Page 75 of Twisted Addiction
“Probably a raccoon,” the other said, his tone dismissive.
The light passed. Their footsteps faded.
I didn’t move until I couldn’t hear them anymore.
Then I crawled from the shadows, keeping low, every nerve alive.
The garden stretched before me like a battlefield—floodlights sweeping, statues glistening, fountains whispering.
I darted between them, the night alive with the sound of my own ragged breathing.
A guard dog stirred nearby, its chain clinking softly.
I stilled, whispering a prayer I didn’t believe in, until it settled again.
Every inch brought me closer—to the house, to her.

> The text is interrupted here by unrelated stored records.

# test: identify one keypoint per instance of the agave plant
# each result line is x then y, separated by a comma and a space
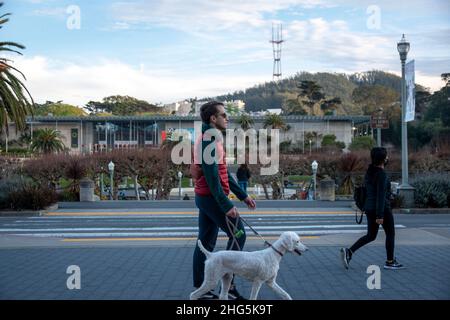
15, 99
47, 141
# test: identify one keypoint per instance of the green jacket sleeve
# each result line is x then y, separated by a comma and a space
235, 188
211, 173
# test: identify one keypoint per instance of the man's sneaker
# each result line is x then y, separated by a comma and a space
345, 257
233, 294
393, 265
209, 296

To the wound that would never close.
At last, I reached Penelope’s window.
The glass was still fractured from before, the cracks catching the light like veins of ice.
I peered inside.
The room was empty—no movement, no sound. Just the disheveled bed, the pale curtains stirring with the draft, and the faintest trace of her perfume, warm and floral even through the rain.
Relief hit first. Then disappointment.
And then—the voice.
“Freeze!”
I spun around. A guard stood ten paces away, flashlight blazing, gun raised.

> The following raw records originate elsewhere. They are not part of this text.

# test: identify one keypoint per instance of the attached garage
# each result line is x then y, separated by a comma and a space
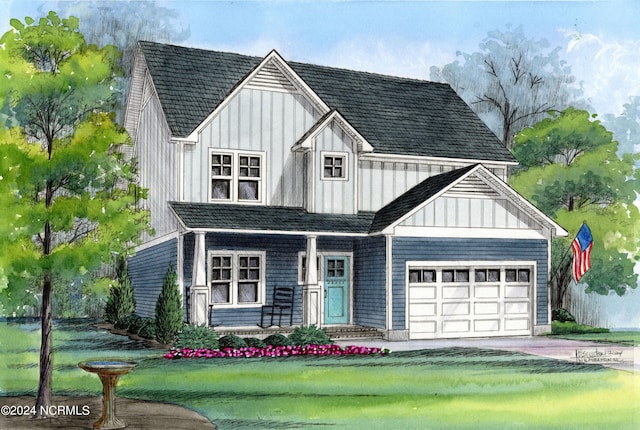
450, 300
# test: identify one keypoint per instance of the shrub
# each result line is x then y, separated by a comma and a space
169, 309
558, 327
277, 339
231, 341
121, 302
253, 342
197, 337
130, 323
310, 335
562, 315
147, 328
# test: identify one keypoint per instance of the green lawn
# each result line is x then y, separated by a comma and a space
629, 338
456, 388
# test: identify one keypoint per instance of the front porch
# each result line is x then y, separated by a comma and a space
342, 332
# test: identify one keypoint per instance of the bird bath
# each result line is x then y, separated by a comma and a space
108, 371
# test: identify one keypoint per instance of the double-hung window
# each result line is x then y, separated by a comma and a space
236, 176
334, 165
237, 278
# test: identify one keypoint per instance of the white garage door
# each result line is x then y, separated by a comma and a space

The light seared my vision, but I didn’t need to see his face to know what came next.
My body moved before my mind caught up.
I hurled the letter through the broken pane—watched it tumble into her room like a dying bird—and ran.

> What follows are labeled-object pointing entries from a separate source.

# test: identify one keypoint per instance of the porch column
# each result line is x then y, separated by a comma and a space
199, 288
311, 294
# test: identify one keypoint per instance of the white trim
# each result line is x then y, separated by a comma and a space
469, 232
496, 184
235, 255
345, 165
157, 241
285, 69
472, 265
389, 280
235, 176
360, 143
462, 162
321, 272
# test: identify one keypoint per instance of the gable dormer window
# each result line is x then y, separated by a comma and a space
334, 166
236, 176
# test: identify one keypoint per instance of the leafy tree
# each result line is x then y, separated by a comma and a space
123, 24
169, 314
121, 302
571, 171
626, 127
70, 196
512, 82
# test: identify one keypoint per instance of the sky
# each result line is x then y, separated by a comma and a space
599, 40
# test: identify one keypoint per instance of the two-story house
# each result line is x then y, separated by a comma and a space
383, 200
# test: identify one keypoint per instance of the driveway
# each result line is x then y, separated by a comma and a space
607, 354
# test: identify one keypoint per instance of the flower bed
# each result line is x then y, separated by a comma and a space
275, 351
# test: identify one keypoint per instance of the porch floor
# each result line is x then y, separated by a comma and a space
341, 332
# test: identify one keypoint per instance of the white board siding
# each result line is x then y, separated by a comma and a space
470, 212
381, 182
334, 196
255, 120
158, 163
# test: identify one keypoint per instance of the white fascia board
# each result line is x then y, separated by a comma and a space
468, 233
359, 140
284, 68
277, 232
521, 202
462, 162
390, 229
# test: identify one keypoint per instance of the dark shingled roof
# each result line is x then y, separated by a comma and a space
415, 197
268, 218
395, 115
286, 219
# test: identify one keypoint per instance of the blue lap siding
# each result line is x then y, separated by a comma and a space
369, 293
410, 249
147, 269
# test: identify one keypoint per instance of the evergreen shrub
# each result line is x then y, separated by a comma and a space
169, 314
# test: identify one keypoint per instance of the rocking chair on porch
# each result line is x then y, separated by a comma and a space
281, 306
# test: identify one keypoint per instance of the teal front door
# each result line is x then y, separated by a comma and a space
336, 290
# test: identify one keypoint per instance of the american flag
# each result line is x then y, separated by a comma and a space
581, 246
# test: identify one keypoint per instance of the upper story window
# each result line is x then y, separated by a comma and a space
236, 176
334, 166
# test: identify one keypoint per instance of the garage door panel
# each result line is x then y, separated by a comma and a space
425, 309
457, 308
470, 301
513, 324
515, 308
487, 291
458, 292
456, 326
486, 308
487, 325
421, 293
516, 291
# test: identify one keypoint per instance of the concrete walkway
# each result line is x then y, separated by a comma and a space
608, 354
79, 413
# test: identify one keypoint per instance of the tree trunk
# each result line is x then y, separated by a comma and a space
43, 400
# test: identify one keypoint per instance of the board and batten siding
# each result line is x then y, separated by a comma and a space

My feet pounded the wet grass, thorns tearing at my clothes, lungs burning as shouts erupted behind me.
“Stop! Stop, or I’ll shoot!”
I vaulted the hedge, slipped on the slick stones, caught myself, kept running.
The rain roared in my ears, drowning out everything—my fear, my guilt, the echo of her name.
The only thing that existed was forward, the need to escape, to survive long enough for her to find that letter.
It was all I had left to give her.
And all she’d ever have left of me.
The guard’s whistle cut the night like a blade.
I ran—no thinking, only motion—launching over a garden bench, slaloming past a marble cherub, my jeans catching on a jagged stone.